BUG: overriding intermediate data when no outputs asked #25

ankostis · 2019-10-02T01:44:50Z

In the following diagram, all data are given, and asked is different, depending on whether we expicitly ask it in the outputs:

when asked output asked, it checks overriden is already given and dose not recompute it,
without outputs, it overrides it.

Code to reproduce it:

def test_pruning_not_overrides_given_intermediate():
    # Test #25: not overriding intermediate data when an output is not asked
    graph = compose(name="graph")(
        operation(name="unjustly run", needs=["a"], provides=["overriden"])(lambda a: a),
        operation(name="op", needs=["overriden", "c"], provides=["asked"])(add),
    )
    graph.net.plot('t.png')
    assert graph({'a': 5, 'overriden': 1, "c": 2}, ['asked']) == {'asked': 3}  # that's ok
    assert graph({'a': 5, 'overriden': 1, "c": 2}) == {'a': 5, 'overriden': 1, "c": 2, 'asked': 3}  # FAILs

Root cause:

The code that prunes the predecessors of intermediate data runs only when outputs asked.
The existing "pruning" TCs were too simple to catch this.

Note that the pruning code in v1.2.4 is buggy (#24), so it cannot be used as is.

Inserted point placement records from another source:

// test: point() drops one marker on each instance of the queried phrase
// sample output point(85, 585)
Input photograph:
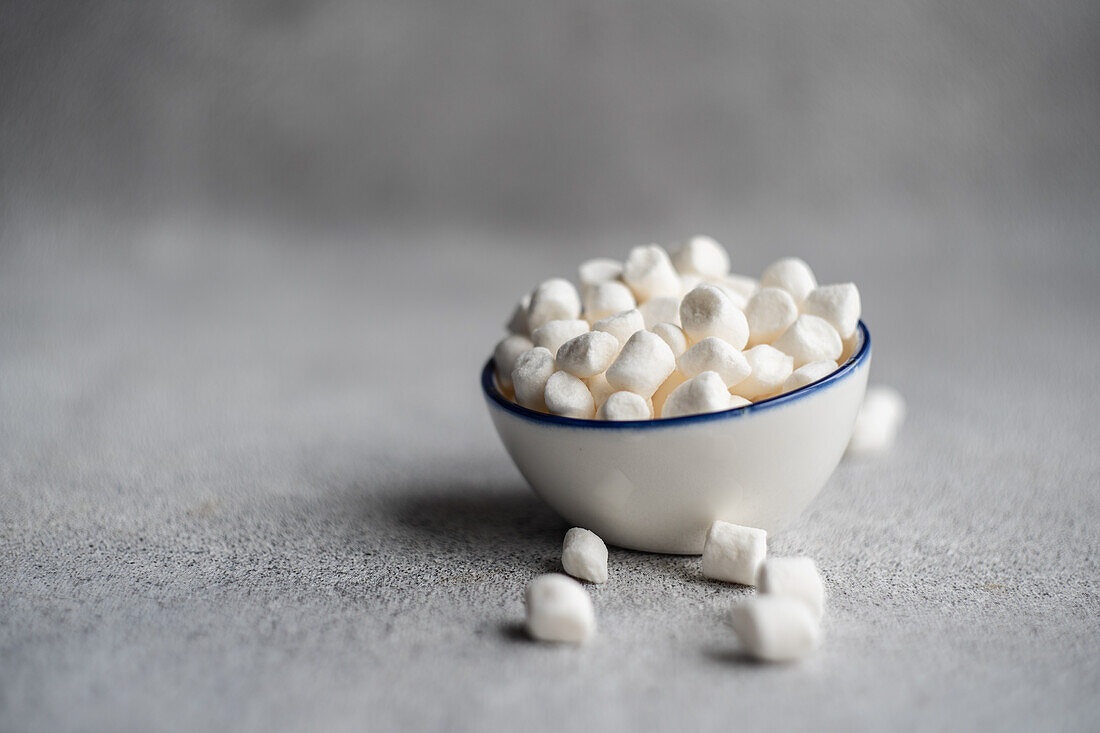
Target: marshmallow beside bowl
point(657, 485)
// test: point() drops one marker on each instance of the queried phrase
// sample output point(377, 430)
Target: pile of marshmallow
point(781, 623)
point(660, 336)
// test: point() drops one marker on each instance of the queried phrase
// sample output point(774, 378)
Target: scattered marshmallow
point(584, 556)
point(587, 354)
point(707, 310)
point(837, 304)
point(795, 577)
point(712, 354)
point(791, 274)
point(769, 313)
point(552, 334)
point(769, 370)
point(553, 299)
point(622, 325)
point(559, 610)
point(807, 374)
point(642, 364)
point(877, 424)
point(774, 627)
point(673, 336)
point(608, 298)
point(529, 378)
point(733, 553)
point(705, 393)
point(660, 310)
point(569, 396)
point(809, 339)
point(703, 256)
point(649, 273)
point(504, 358)
point(625, 406)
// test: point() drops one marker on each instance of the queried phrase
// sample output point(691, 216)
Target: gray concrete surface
point(250, 484)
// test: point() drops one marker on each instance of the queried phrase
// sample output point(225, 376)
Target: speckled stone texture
point(227, 502)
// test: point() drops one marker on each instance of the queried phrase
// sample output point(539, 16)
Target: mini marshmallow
point(518, 321)
point(705, 393)
point(703, 256)
point(706, 310)
point(712, 354)
point(734, 554)
point(504, 358)
point(529, 378)
point(769, 370)
point(625, 406)
point(559, 610)
point(649, 273)
point(604, 299)
point(642, 364)
point(552, 334)
point(807, 374)
point(553, 299)
point(795, 577)
point(673, 336)
point(587, 354)
point(584, 555)
point(598, 270)
point(791, 274)
point(569, 396)
point(660, 310)
point(809, 339)
point(622, 325)
point(769, 313)
point(774, 627)
point(837, 304)
point(877, 424)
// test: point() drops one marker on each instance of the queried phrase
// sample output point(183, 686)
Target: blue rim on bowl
point(494, 396)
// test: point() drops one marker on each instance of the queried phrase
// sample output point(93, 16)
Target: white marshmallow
point(649, 273)
point(706, 310)
point(622, 325)
point(642, 364)
point(553, 299)
point(559, 610)
point(552, 334)
point(795, 577)
point(734, 554)
point(604, 299)
point(529, 378)
point(703, 256)
point(673, 336)
point(518, 321)
point(837, 304)
point(598, 270)
point(587, 354)
point(807, 374)
point(769, 370)
point(625, 406)
point(712, 354)
point(584, 556)
point(569, 396)
point(705, 393)
point(504, 358)
point(877, 424)
point(600, 389)
point(769, 313)
point(660, 310)
point(774, 627)
point(791, 274)
point(809, 339)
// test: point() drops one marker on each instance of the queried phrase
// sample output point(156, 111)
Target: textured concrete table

The text was updated successfully, but these errors were encountered:

needed to refactor the new pruning algorithm. - expected 2 TCs fail for yet-to-be-solved yahoo#24 & yahoo#25 bugs.

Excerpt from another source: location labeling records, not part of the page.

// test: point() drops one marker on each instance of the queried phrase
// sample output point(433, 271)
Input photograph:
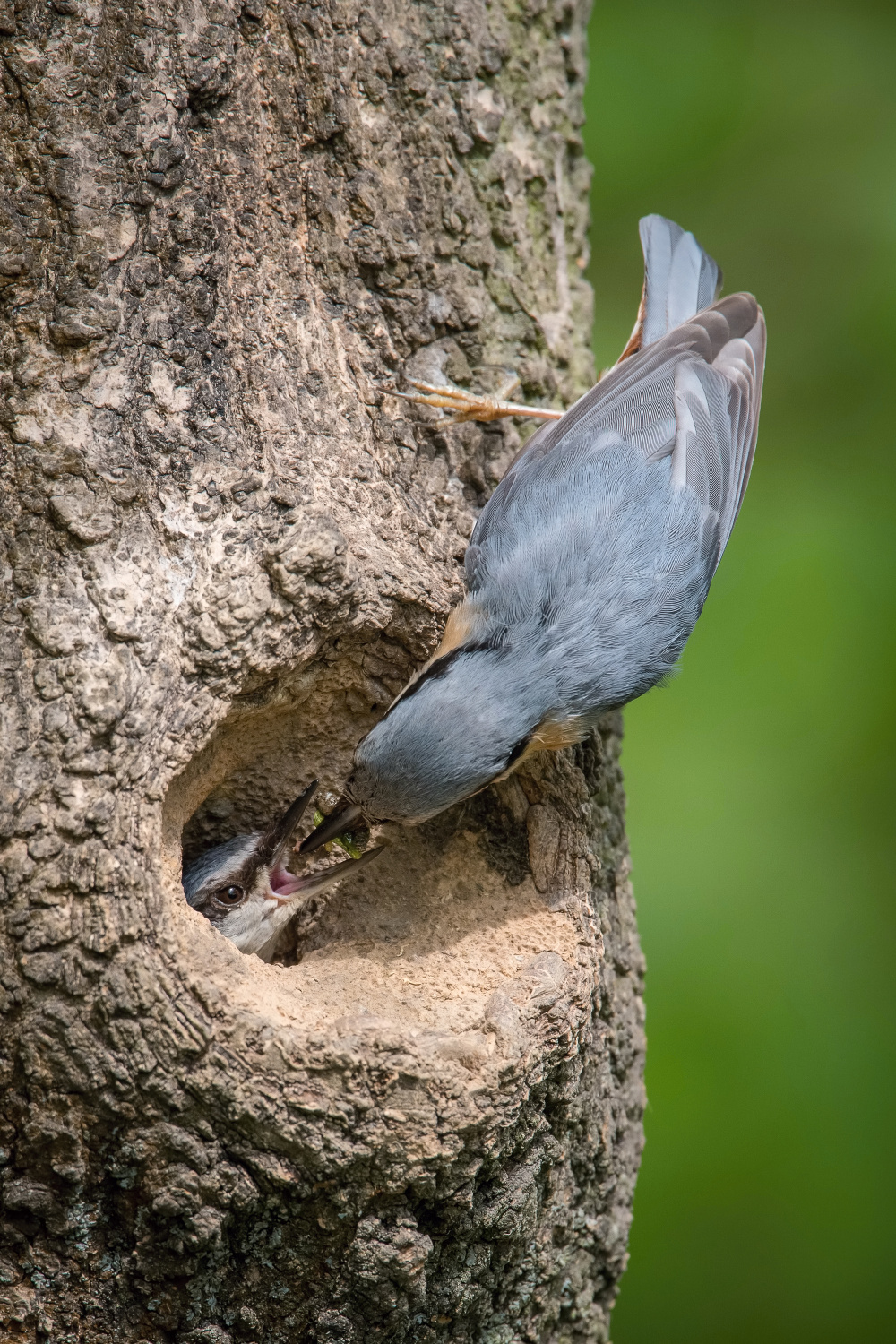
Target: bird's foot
point(466, 406)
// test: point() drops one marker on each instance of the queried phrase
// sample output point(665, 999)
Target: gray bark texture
point(228, 230)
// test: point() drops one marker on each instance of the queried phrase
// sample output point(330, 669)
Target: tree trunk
point(226, 234)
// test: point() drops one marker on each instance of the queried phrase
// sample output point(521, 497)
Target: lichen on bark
point(228, 233)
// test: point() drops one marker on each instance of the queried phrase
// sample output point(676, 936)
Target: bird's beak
point(279, 839)
point(314, 882)
point(344, 814)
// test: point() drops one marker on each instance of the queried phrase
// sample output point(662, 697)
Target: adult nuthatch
point(590, 564)
point(245, 889)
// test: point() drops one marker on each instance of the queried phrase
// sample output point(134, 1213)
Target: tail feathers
point(680, 277)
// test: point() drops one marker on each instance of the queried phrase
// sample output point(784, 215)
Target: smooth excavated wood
point(226, 230)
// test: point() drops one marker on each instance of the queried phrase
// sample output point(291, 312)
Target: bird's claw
point(471, 406)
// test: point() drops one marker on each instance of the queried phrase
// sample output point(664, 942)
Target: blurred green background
point(762, 782)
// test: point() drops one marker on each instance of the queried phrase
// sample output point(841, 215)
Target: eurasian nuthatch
point(245, 889)
point(591, 561)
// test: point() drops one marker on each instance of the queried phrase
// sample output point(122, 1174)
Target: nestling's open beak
point(285, 887)
point(279, 839)
point(343, 816)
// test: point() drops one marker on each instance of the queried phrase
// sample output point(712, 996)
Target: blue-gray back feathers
point(590, 564)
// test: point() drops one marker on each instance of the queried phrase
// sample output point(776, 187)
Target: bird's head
point(245, 889)
point(463, 723)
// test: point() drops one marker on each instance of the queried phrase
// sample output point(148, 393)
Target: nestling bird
point(245, 889)
point(591, 561)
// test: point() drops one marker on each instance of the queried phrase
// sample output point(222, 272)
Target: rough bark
point(228, 231)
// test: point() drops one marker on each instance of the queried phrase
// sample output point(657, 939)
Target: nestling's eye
point(228, 895)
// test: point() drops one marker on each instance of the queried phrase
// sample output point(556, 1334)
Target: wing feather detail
point(692, 395)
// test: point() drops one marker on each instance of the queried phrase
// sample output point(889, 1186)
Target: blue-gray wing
point(692, 395)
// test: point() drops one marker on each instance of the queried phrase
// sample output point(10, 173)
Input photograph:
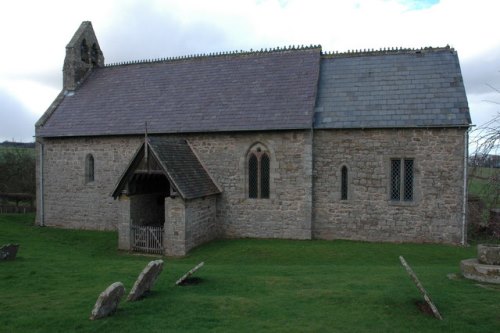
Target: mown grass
point(245, 286)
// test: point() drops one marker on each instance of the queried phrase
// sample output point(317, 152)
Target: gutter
point(42, 203)
point(464, 207)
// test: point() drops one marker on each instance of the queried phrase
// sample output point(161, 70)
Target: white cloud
point(38, 31)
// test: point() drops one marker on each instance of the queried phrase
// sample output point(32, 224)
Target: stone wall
point(287, 213)
point(435, 214)
point(69, 201)
point(201, 225)
point(174, 240)
point(147, 209)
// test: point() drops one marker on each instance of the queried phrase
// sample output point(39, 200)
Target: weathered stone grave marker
point(9, 251)
point(188, 274)
point(146, 280)
point(108, 301)
point(484, 268)
point(415, 279)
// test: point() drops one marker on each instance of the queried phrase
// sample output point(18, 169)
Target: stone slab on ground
point(146, 280)
point(488, 254)
point(8, 251)
point(108, 301)
point(421, 288)
point(474, 270)
point(188, 274)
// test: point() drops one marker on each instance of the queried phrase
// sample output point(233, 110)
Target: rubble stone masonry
point(434, 215)
point(303, 204)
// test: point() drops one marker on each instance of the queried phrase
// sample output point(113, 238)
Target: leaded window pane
point(343, 186)
point(89, 169)
point(253, 186)
point(408, 180)
point(395, 179)
point(264, 176)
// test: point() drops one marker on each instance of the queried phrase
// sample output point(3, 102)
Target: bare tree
point(484, 171)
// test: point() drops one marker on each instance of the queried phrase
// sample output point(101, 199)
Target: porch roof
point(178, 163)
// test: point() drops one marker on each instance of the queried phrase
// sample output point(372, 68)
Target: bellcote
point(82, 54)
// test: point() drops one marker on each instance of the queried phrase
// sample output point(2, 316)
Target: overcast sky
point(35, 34)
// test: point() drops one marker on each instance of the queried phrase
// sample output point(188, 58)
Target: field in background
point(245, 286)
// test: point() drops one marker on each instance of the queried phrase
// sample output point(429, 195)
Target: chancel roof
point(397, 88)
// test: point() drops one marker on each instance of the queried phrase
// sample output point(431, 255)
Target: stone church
point(291, 142)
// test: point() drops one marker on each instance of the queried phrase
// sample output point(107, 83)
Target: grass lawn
point(484, 183)
point(245, 286)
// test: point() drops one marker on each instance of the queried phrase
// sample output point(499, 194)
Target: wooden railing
point(147, 239)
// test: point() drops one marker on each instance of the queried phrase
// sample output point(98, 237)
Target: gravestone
point(146, 280)
point(433, 309)
point(188, 274)
point(9, 251)
point(494, 222)
point(484, 268)
point(108, 301)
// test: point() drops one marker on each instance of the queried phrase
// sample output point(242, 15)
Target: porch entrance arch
point(160, 193)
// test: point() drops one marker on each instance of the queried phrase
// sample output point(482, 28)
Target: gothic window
point(84, 51)
point(94, 54)
point(89, 168)
point(259, 166)
point(343, 183)
point(402, 179)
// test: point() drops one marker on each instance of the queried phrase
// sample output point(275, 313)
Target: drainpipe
point(464, 208)
point(42, 210)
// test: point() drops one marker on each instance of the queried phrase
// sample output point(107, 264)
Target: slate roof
point(180, 165)
point(408, 88)
point(229, 92)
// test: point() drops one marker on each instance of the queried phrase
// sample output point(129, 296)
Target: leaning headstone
point(188, 274)
point(415, 279)
point(108, 301)
point(146, 280)
point(9, 251)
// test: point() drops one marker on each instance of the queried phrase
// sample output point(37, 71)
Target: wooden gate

ankostis · 2019-10-02T12:48:21Z

Another "too pruning" but more complex example is when a multi-output operation MUST NOT run, not to override a given intermediate input, but it MUST run, to provide other outputs.

In the diagram below, must run is needed for e but must not override overriden.

Code to reproduce:

def test_pruning_multiouts_not_override_intermediates():
    # Test #25: v.1.2.4 overrides intermediate data when a previous operation
    # must run for its other outputs (outputs asked or not)
    netop = compose(name="netop")(
        operation(name="must run", needs=["a"], provides=["overriden", "e"])
        (lambda x: (x, 2 * x)),
        operation(name="op1", needs=["overriden", "c"], provides=["d"])(add),
        operation(name="op2", needs=["d", "e"], provides=["asked"])(lambda x, y: x * y),
    )

    # FAILs
    # - on v1.2.4 with KeyError: 'e',
    # - # - on #18(unsatisfied) + #23(ordered-sets) with empty result.
    assert netop({"a": 5, "overriden": 1, "c": 2}, ["asked"]) == {"asked": 3}
    # FAILs
    # - on v1.2.4 with (overriden, asked) = (5, 70) instead of (1, 13)
    # - # - on #18(unsatisfied) + #23(ordered-sets) like v1.2.4.
    assert (
        netop({"a": 5, "overriden": 1, "c": 2})
        ==
        {"a": 5, "overriden": 1, "c": 2, "asked": 3})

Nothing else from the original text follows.